Skip site navigation (1) Skip section navigation (2)

Re: Very strange performance decrease when reusing a PreparedStatement

From: Oliver Jowett <oliver(at)opencloud(dot)com>
To: Péter Kovács <maxottovonstirlitz(at)gmail(dot)com>
Cc: Dave Cramer <pg(at)fastcrypt(dot)com>, Frédérik Bilhaut <frederik(dot)bilhaut(at)noopsis(dot)fr>, pgsql-jdbc(at)postgresql(dot)org
Subject: Re: Very strange performance decrease when reusing a PreparedStatement
Date: 2009-05-03 23:43:23
Message-ID: (view raw, whole thread or download thread mbox)
Lists: pgsql-jdbc
Péter Kovács wrote:
> On Sun, May 3, 2009 at 12:10 PM, Dave Cramer <pg(at)fastcrypt(dot)com> wrote:
>>> It appears that the Postgres "server-prepared statement" cannot handle
>>> parameters to the statement. This is really unfortunate, because 99%
>>> of real-life applications will want to re-use the same statement
>>> (template) with different parameters.
>>> The term "server-prepared statement" itself already indicates that
>>> there may be something skewed about the "local" semantics of
>>> java.sql.PreparedStatements in the Postgres JDBC driver. There is no
>>> notion of "client-prepared statement" in the JDBC API, which conceives
>>> PreparedStatement instances as mere handles to server side objects.

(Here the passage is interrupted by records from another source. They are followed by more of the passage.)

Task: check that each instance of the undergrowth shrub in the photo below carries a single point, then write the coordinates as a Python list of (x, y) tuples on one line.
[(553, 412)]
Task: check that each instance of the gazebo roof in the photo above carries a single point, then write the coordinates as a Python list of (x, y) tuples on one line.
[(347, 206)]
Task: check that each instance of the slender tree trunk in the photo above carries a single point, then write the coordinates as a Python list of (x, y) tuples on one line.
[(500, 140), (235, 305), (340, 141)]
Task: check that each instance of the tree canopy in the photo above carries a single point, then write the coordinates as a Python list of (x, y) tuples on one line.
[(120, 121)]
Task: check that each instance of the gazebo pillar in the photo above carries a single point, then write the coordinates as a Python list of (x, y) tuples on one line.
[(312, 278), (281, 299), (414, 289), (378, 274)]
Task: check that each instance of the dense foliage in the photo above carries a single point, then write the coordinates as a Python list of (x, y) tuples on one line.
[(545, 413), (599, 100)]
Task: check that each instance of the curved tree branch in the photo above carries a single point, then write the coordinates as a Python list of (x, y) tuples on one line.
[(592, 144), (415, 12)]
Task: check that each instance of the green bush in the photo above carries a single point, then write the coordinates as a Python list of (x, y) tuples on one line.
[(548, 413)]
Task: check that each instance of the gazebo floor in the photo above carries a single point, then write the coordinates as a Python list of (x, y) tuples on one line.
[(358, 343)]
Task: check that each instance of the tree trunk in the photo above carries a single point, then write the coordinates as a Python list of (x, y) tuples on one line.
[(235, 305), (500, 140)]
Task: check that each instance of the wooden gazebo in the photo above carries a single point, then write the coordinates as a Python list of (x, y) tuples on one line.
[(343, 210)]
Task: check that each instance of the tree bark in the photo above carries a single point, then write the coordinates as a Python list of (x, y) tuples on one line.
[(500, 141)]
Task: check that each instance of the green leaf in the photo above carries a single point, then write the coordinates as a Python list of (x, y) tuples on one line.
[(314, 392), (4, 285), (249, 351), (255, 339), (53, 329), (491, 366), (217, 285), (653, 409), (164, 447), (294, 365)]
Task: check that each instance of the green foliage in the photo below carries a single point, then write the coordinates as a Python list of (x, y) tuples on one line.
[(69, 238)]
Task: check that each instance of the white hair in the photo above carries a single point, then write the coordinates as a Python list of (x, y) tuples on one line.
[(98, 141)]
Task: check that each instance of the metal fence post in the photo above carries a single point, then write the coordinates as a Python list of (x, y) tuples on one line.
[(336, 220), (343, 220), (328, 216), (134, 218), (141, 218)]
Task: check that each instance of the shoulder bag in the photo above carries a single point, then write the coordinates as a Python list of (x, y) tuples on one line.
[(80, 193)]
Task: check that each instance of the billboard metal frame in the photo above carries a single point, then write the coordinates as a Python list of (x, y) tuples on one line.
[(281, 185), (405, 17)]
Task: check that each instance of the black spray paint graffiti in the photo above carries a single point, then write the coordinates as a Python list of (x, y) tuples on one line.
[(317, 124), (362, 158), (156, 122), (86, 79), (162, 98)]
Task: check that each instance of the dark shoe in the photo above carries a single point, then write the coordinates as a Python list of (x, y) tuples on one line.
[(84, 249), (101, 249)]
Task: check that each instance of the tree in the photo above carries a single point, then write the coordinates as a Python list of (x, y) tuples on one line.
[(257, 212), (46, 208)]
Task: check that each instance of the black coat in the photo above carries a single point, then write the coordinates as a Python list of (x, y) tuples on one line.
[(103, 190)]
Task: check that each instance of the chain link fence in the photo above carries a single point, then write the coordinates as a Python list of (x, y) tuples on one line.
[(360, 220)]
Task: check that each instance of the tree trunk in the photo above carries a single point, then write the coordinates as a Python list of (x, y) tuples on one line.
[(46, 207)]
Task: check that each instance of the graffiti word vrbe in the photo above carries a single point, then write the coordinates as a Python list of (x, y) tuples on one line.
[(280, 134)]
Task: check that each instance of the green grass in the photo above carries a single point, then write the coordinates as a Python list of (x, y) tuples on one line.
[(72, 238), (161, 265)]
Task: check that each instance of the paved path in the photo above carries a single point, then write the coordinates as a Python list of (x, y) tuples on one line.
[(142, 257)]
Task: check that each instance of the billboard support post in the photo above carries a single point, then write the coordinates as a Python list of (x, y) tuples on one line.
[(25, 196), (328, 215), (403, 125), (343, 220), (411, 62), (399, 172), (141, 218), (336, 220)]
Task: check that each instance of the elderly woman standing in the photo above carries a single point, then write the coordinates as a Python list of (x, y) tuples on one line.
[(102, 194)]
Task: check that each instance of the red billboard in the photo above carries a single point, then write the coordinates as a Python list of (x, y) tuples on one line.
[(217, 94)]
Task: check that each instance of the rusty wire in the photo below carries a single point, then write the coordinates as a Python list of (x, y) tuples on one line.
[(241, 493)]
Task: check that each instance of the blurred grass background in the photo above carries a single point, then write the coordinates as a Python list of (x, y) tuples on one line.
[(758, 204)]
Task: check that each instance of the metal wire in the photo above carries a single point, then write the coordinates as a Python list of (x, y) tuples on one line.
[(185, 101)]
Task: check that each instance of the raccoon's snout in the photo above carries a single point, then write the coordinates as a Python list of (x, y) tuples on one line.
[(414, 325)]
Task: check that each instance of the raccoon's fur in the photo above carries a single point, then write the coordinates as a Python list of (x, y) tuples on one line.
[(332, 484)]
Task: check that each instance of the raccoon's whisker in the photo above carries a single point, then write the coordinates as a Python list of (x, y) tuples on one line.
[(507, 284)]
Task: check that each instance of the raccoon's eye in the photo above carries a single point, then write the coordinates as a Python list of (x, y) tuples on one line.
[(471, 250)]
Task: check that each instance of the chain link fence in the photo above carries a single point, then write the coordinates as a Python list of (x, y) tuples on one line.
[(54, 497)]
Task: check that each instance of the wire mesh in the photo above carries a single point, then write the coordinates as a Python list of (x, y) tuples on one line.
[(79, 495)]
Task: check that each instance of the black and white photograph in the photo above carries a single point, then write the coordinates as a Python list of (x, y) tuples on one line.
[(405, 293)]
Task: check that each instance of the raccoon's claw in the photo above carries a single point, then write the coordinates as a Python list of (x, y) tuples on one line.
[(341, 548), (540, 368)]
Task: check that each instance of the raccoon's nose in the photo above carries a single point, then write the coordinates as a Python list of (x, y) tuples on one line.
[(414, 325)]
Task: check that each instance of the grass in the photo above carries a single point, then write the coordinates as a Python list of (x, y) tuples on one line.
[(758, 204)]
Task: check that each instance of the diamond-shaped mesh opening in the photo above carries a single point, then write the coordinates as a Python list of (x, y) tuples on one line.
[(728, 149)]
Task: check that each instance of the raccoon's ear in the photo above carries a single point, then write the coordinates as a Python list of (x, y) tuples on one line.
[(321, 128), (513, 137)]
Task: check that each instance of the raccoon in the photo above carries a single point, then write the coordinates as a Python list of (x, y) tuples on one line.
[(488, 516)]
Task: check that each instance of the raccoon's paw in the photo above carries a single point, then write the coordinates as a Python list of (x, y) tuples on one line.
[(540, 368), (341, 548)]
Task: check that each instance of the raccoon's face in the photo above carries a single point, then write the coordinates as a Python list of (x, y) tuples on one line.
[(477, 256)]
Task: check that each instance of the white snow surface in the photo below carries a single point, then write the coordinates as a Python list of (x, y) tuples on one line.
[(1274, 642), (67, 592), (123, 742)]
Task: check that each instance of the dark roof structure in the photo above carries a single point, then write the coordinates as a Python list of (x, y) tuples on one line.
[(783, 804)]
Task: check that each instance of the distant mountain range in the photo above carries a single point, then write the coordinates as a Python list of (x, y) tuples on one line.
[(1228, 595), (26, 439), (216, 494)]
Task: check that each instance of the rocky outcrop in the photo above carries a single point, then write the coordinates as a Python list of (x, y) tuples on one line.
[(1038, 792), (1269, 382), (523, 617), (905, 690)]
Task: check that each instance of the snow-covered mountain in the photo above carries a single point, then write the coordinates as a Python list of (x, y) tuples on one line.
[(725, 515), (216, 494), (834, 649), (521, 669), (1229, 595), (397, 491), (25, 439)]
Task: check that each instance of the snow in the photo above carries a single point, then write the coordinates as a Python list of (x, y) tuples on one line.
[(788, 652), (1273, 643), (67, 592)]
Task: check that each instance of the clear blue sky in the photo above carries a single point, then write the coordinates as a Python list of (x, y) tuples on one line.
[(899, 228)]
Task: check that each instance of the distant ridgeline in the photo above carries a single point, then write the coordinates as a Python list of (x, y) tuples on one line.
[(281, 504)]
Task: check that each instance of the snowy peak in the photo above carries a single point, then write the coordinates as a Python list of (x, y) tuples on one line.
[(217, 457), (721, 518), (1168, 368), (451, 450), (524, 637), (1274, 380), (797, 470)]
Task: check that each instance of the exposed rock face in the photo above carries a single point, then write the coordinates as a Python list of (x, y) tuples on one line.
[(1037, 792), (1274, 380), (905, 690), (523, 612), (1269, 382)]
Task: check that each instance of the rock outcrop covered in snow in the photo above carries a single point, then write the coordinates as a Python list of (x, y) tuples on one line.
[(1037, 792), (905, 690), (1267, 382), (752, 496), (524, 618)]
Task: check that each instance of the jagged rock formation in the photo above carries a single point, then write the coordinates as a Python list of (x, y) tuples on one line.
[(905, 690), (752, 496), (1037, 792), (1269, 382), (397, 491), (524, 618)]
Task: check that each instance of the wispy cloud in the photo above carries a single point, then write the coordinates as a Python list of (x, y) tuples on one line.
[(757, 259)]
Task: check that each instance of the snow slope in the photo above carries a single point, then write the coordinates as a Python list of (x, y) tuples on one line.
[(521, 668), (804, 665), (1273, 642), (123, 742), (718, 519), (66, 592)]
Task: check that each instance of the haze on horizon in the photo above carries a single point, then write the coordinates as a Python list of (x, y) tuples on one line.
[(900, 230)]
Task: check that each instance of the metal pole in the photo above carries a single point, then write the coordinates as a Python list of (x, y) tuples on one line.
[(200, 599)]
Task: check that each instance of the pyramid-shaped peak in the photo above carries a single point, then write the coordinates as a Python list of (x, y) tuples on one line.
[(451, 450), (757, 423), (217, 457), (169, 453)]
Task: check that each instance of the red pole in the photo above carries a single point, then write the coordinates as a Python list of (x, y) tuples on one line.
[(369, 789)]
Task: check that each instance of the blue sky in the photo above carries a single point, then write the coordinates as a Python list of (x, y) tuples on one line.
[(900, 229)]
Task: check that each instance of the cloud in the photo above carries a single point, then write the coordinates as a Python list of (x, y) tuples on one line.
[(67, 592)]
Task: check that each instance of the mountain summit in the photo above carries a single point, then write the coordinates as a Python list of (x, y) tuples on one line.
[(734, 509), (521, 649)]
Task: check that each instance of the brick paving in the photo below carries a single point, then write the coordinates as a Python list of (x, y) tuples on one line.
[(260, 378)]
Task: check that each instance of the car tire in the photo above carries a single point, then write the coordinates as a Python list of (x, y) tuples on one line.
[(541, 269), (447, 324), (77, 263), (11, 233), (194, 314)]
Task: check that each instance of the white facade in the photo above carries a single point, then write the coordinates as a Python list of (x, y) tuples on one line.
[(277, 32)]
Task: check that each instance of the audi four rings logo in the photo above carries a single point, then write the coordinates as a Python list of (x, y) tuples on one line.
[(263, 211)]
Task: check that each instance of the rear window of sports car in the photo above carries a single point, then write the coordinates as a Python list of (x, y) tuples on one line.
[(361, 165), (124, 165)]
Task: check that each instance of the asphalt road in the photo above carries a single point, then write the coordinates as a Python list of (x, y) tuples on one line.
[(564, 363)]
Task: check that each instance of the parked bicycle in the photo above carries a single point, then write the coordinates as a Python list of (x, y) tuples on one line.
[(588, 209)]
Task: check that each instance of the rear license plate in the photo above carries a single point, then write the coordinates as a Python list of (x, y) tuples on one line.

There's no requirement in JDBC that PreparedStatement be merely a handle
to a server-side object - that's just one implementation option, and a
poor one to choose for the PostgreSQL wire protocol in its current form.
At a bare minimum, we cache much of the statement and parameter
information on the client side. (Can you imagine every setXXX call doing
a network round-trip, really?)

>>> And indeed, Postgres JDBC users have historically been using
>>> java.sql.PreparedStatements for its side-effect of preventing SQL
>>> injection rather than for the purpose the JDBC API designers had in
>>> mind with this class.
>> I'm not sure where this hypothesis is coming from. Postgresql server
>> prepared statements can certainly handle parameters.
>> What makes you think it can't ?
> "Server side prepared statements are planned only once by the server.
> This avoids the cost of replanning the query every time, but also
> means that the planner cannot take advantage of the particular
> parameter values used in a particular execution of the query. You
> should be cautious about enabling the use of server side prepared
> statements globally."

I don't think you're understanding that correctly. It has nothing to do
with how parameters are passed.

Are you familiar with how the wire protocol works?

If you have a query:

  SELECT * FROM foo WHERE someindexedvalue=?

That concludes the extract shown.